# Exploratory Data Analysis (EDA) on Titanic Dataset

This notebook performs **Task 2: EDA** on the Titanic dataset using Python libraries.  
We'll generate summary statistics, visualizations, and identify patterns in the data.


In [None]:

import pandas as pd
import matplotlib.pyplot as plt
import seaborn as sns

# Load dataset
file_path = "Titanic-Dataset.csv"
titanic_df = pd.read_csv(file_path)

titanic_df.head()


In [None]:

# Dataset info
titanic_df.info()


In [None]:

# Summary statistics
titanic_df.describe(include="all")


In [None]:

# Histograms for numeric features
titanic_df.hist(bins=20, figsize=(14, 10))
plt.suptitle("Histograms of Numeric Features")
plt.show()


In [None]:

# Boxplots for numeric features
plt.figure(figsize=(14, 8))
titanic_df[["Age", "Fare", "SibSp", "Parch"]].boxplot()
plt.title("Boxplots of Numeric Features")
plt.show()


In [None]:

# Correlation heatmap
plt.figure(figsize=(10, 6))
sns.heatmap(titanic_df.corr(numeric_only=True), annot=True, cmap="coolwarm")
plt.title("Correlation Heatmap of Numeric Features")
plt.show()



## 📈 Insights

- **Class & Survival:** Higher-class passengers (Pclass 1) had higher survival chances.  
- **Gender:** Females survived at a much higher rate than males.  
- **Fare:** Passengers paying higher fares were more likely to survive.  
- **Age:** Younger children had relatively better survival chances.  
- **Missing Data:** Age, Cabin, and Embarked columns have missing values.

---



## 🎤 Interview Questions & Answers

**1. What is the purpose of EDA?**  
EDA helps us understand the dataset by summarizing its key characteristics, spotting missing values, detecting anomalies, and identifying patterns that can guide feature engineering and model building.
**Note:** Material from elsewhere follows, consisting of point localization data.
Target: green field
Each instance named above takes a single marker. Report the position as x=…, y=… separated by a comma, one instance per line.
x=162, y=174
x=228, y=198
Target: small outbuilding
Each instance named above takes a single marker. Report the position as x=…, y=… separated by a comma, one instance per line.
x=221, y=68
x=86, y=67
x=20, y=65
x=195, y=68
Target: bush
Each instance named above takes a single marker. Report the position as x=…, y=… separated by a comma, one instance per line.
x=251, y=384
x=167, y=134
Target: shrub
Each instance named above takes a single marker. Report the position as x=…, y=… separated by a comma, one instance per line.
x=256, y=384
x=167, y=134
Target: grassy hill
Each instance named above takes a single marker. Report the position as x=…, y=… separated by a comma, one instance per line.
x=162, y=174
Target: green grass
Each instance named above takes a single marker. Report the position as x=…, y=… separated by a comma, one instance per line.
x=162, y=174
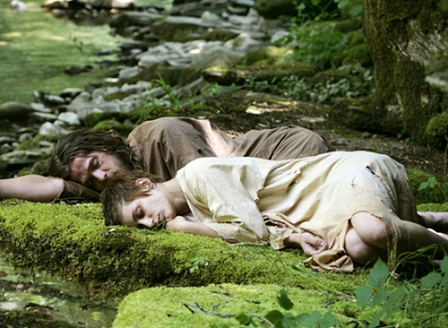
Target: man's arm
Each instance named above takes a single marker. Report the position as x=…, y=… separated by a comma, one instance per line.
x=32, y=187
x=180, y=223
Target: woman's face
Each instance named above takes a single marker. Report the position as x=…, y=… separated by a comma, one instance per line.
x=150, y=210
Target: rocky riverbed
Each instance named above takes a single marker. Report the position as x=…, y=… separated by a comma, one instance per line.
x=171, y=61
**2. How do boxplots help in understanding a dataset?**  
Boxplots show the data distribution, median, quartiles, and outliers. They are useful for detecting skewness and extreme values.
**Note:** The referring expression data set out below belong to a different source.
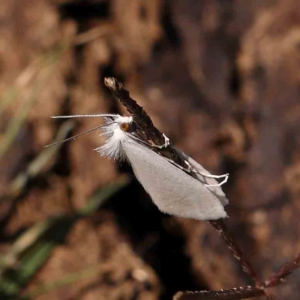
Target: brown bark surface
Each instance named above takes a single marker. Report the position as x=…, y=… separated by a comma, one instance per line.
x=220, y=78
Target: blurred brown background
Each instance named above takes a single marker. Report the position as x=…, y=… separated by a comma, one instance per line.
x=221, y=78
**3. What is correlation and why is it useful?**  
Correlation measures the relationship between two variables. It is useful in identifying redundant features (high correlation) or strong predictors of the target.
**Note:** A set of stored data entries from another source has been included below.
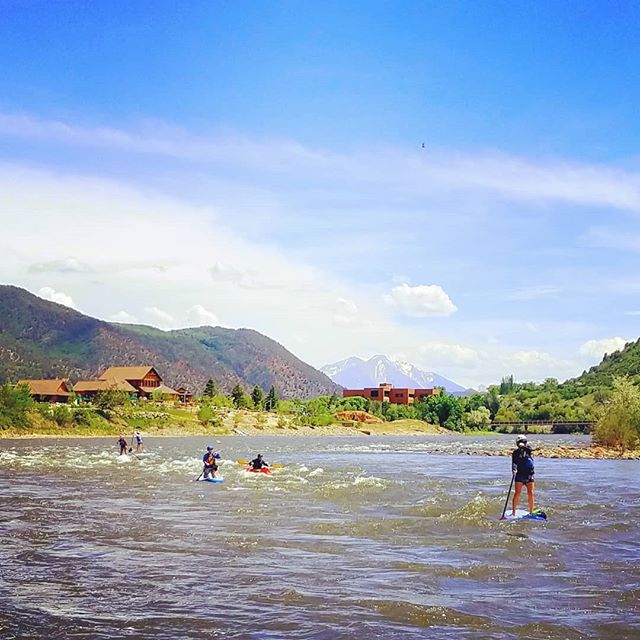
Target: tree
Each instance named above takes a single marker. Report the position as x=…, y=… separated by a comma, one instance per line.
x=271, y=403
x=493, y=402
x=239, y=397
x=210, y=389
x=15, y=404
x=507, y=385
x=477, y=419
x=619, y=425
x=257, y=396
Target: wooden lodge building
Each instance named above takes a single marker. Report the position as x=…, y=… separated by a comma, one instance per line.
x=139, y=382
x=57, y=390
x=387, y=393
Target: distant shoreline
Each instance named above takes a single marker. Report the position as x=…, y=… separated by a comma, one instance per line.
x=569, y=452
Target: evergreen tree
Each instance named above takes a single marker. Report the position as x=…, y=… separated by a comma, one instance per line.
x=257, y=396
x=271, y=402
x=210, y=389
x=238, y=397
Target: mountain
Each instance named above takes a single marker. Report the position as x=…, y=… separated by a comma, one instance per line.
x=44, y=339
x=624, y=362
x=355, y=373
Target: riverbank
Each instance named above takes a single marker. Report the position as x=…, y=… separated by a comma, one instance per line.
x=460, y=447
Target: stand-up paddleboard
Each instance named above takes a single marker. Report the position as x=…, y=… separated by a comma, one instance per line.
x=523, y=514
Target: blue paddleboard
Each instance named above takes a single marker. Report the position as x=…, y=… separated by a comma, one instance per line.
x=523, y=514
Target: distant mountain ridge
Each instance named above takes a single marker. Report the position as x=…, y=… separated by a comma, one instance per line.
x=44, y=339
x=356, y=373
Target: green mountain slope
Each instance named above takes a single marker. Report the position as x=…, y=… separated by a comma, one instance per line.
x=44, y=339
x=625, y=362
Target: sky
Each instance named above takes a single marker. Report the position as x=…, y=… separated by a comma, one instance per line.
x=454, y=184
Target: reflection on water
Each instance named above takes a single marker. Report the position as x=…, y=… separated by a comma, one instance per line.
x=353, y=538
**4. How do you detect skewness in data?**  
By checking histograms, calculating skewness values, or observing asymmetry in boxplots.

**5. What is multicollinearity?**  
It occurs when independent variables are highly correlated with each other, which can distort model coefficients and reduce interpretability.

**6. What tools do you use for EDA?**  
Commonly: Pandas, NumPy, Matplotlib, Seaborn, Plotly. For large datasets: Spark or Dask.

**7. Can you explain a time when EDA helped you find a problem?**  
(Example) In Titanic data, EDA revealed many missing values in `Cabin`. This insight helps decide whether to drop the column or engineer new features from it.

**8. What is the role of visualization in ML?**  
Visualization makes patterns clear, highlights anomalies, and helps in communicating insights effectively to both technical and non-technical audiences.